Setelah beberapa menit, suara air berhenti. Sagala mengeringkan tangannya dengan lap kecil lalu menoleh ke arah Annisa yang masih duduk manis di kursinya, dagu bertumpu di tangan, menatapnya sejak tadi.
"Udah mau jam satu dini hari, tidur dulu. Kamu pasti capek," ucap Sagala datar, tapi suaranya terdengar lembut.

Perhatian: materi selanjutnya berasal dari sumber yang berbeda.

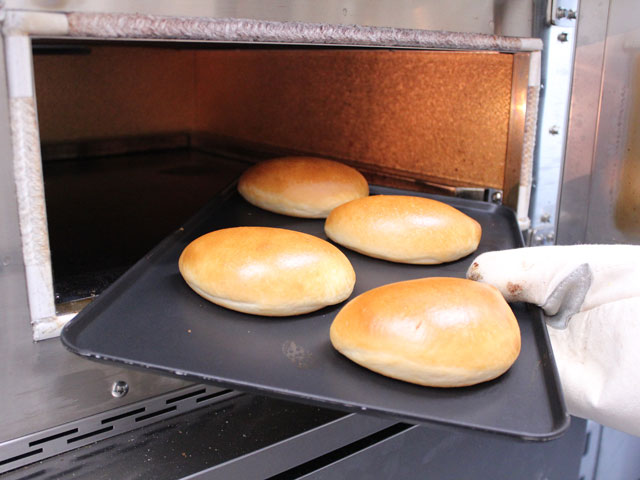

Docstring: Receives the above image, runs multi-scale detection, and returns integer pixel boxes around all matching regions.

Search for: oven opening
[33,40,529,337]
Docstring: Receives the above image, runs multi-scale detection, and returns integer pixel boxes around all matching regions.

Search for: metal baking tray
[61,187,569,440]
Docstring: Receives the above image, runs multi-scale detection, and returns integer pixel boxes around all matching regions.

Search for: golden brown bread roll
[178,227,356,316]
[330,277,520,387]
[324,195,482,265]
[238,157,369,218]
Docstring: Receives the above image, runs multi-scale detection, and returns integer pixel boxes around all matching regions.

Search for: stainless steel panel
[556,0,609,245]
[4,0,532,37]
[529,0,582,245]
[558,0,640,244]
[585,0,640,243]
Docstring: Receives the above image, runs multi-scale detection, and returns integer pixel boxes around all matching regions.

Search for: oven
[0,1,635,479]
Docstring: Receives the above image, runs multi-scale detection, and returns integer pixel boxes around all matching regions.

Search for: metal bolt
[111,380,129,398]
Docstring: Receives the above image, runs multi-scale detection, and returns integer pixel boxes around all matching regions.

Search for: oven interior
[34,41,519,311]
[2,39,581,478]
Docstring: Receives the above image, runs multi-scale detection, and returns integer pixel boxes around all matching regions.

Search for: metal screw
[111,380,129,398]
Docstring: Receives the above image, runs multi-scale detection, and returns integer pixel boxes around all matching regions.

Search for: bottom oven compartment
[3,394,588,480]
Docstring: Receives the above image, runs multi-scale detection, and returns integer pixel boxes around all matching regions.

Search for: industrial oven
[0,0,638,479]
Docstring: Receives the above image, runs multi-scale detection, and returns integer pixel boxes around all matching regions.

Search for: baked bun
[238,157,369,218]
[330,277,520,387]
[324,195,482,265]
[178,227,356,316]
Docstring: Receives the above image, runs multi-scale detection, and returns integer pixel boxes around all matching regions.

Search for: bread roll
[324,195,482,265]
[178,227,356,316]
[238,157,369,218]
[330,277,520,387]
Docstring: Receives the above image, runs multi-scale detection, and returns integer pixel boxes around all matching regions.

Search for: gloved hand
[467,245,640,435]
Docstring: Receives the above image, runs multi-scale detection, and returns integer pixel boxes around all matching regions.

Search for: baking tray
[61,186,569,440]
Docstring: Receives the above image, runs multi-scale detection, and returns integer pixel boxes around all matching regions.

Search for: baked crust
[330,277,520,387]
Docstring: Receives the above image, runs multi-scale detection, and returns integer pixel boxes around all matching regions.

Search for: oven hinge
[455,187,502,205]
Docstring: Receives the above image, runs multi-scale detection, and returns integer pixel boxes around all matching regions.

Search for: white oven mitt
[467,245,640,436]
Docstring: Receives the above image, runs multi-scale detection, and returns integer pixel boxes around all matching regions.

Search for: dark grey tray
[61,187,569,440]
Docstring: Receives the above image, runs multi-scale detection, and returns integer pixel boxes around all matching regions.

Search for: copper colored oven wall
[195,50,513,188]
[34,45,517,188]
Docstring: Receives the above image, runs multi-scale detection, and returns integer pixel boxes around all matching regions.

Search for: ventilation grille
[0,385,241,474]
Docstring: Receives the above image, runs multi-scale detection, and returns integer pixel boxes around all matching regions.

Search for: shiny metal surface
[4,0,532,37]
[558,0,640,244]
[585,0,640,243]
[529,0,578,245]
[556,0,609,245]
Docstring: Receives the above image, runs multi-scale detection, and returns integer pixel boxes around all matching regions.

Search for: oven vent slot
[0,385,241,474]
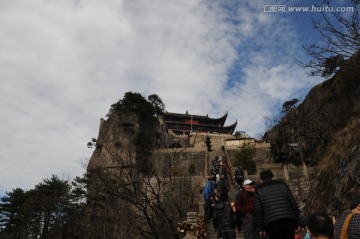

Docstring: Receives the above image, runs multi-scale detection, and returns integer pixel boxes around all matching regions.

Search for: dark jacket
[235,190,255,216]
[255,180,300,230]
[219,203,236,230]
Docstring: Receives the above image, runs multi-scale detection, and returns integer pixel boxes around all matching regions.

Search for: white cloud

Annisa hanya mengangguk pelan.
Sagala melangkah meninggalkan dapur. Refleks, Annisa langsung berdiri dan mengikuti di belakangnya. Dalam hati, ia mendengus pelan. Romantis dikit kek, Bang... gandeng tangan aku kek, minimal nengok ke belakang gitu.
Sagala berhenti tepat di depan kamar Annisa. Bahunya masih menghadap ke depan, tapi suaranya terdengar tegas. “Buruan tidur.”
Tanpa menoleh, pria itu kembali melangkah, lalu menjatuhkan diri di sofa ruang santai yang tak jauh dari pintu kamar mereka.
Dari tempatnya berdiri, Annisa bisa melihat Sagala dengan jelas, duduk santai, menyandarkan punggung, menatap televisi yang menampilkan siaran malam dengan volume rendah.
Cahaya lampu ruang santai yang temaram membuat wajah Sagala tampak lembut, tenang, tapi juga sedikit letih.
Annisa berdiri di ambang pintu kamarnya, menatap pria itu. Ia ingin bicara, mengucapkan terima kasih, atau mungkin sekadar “selamat malam” tapi lidahnya terasa kelu.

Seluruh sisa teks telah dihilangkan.